Seperti biasa, Viona bangun lebih dulu dari Alice.. Ia merapikan semua ruangan, dan membereskan semua kekacauan yang disebabkan Alice semalam. Ia juga menyiapkan bubur untuk Alice.

Namun hari ini ada yang berbeda, Viona merapikan semua barang-barang miliknya dan semua pakaiannya lalu memasukannya di dalam koper. Ia lalu menulis pesan singkat kepada Alice.

'Aku sudah merapikan ruangan, ada bubur hangat di atas meja. Oh iya, Alice sepertinya aku akan pindah dari apartemen ini. Mulailah untuk hidup mandiri. with love Vio'

Viona lalu membawa kopernya dan beranjak pergi menuju kantornya.

...

Alice bangun pukul 08.30, ia tampak memegangi perutnya yang sepertinya lapar. Setelah selesai mencuci muka, ia lalu beranjak ke meja makan. Benar saja sudah ada bubur diatas meja makan. Ia tahu jika sahabatnya itu akan menyiapkan semuanya ini sebelum ia berangkat ke kantornya. Alice melahap bubur itu dengan nikmatnya, ia tidak tahu jika sahabatnya itu sedang merasakan kepedihan karena sikap Alice yang begitu acuh.

Alice melayangkan pandangannya keseluruhan ruangan, tampak rapih dan bersih, ia lalu beranjak ke teras dari kamarnya dan menghirup udara segar. "Semangat berjuang Alice, semoga hari ini lebih baik dari hari kemarin" kata Alice pada dirinya sendiri. Alice lalu membuat jadwal kegiatannya untuk hari ini, apa saja yang akan dia lakukan untuk mengembalikan reputasi dan nama baiknya.

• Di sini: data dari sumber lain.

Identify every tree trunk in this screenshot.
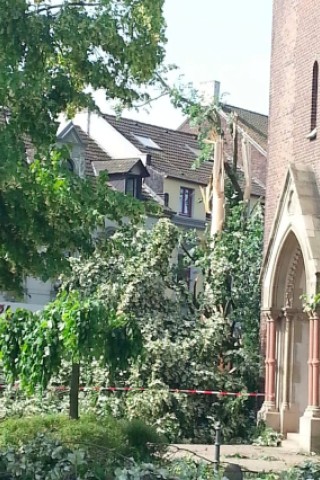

Setelah mandi dan bersiap-siap untuk pergi, ia melihat sebuah catatan kecil yang ditulis Viona tadi, dia hendak membacanya namun ponselnya telah berdering lebih dahulu, telpon dari nomor baru. Alice enggan mengangkatnya, namun dia berpikir jika nomor baru ini mungkin saja orang yang bisa membantunya memecahkan masalahnya saat ini. Akhirnya dia pun menjawab telepon itu.

"Selamat pagi" sapanya.

"Selamat pagi dokter Alice, apa kabar anda pagi ini?" kata suara diseberang sana. Alice tidak mengenali suara tersebut. "Maaf dengan siapa saya berbicara dan ada keperluan apa?" kata Alice kemudian.

"Dokter Alice, mungkin saya bisa membantu anda untuk mengadakan konferensi pers di Hall of Cyber Polices. Wartawan masih menunggu anda untuk klarifikasi kebenaran apakah artikel itu anda yang menulisnya atau bukan. Saat anda selesai mengkonfirmasi mungkin akan ada titik terang untuk tindakan selanjutnya." kata suara disana, dan Alice langsung mengingat siapa pemilik suara itu.

"Tuan Polisi, mengapa anda berubah menjadi begitu baik sekarang?" tanya wanita itu. "Hhmp, Oia dari mana anda mendapatkan nomor ponsel saya?" lanjut Alice kemudian.

"Itu bukan hal yang sulit untuk Azka Camerlo, nona Valencia. Sekarang maukah anda untuk dibantu oleh kami?"

"Dengan senang hati pak Polisi" kata Alice kemudian.

Alice mematikan ponselnya dan bersiap menuju Cyber Police, ia bahkan tak sempat untuk membaca pesan singkat yang diberikan Viona tadi.

...

Viona berulang kali mengecek ponselnya, ia berharap Alice telah membaca pesan singkatnya dan segera menghubunginya, namun sampai pukul 11.00 Alice belum juga menghubunginya. "Apakah gadis bodoh itu belum bangun juga, sepertinya dia akan memakan bubur yang sudah dingin nanti saat dia bangun" kata Viona dalam hatinya. Viona baru saja mengobservasi klien yang semalam di konselingnya itu, dan dia mendapati beberapa informasi dari pria itu. Dan dia yakin jika pria ini adalah kunci dari semua masalah yang sedang dihadapi sahabatnya itu sekarang. Viona akhirnya khawatir jika sesuatu terjadi pada sahabatnya tersebut, ia kemudian memutuskan untuk lebih dulu menghubungi Alice.

"Hallo bebh" kata suara diseberang, suaranya tampak segar tidak seperti orang yang baru bangun tidur.

"Bebh, kamu sudah bangun?" tanya Viona

"Iya bebh, ada yang harus aku selesaikan segera. Oia aku sudah makan buburnya, terimakasih sayang" kata Alice kemudian. "Oia, ada catatan diatas meja dekat vas bunga aku belum sempat membacanya" kata Alice kemudian.

"Hmp.. iya bebh" hanya itu kata yang bisa Viona ucapkan.

"Bebh, nanti aku telepon lagi ya. Miss you" kata Alice lalu menutup teleponnya.

Viona hanya bisa menatap ponselnya, ia tak mampu berkata-kata lagi, sahabatnya itu begitu naif hingga ia tidak peka dengan apa yang diinginkannya. Meski demikian Viona masih saja peduli padanya.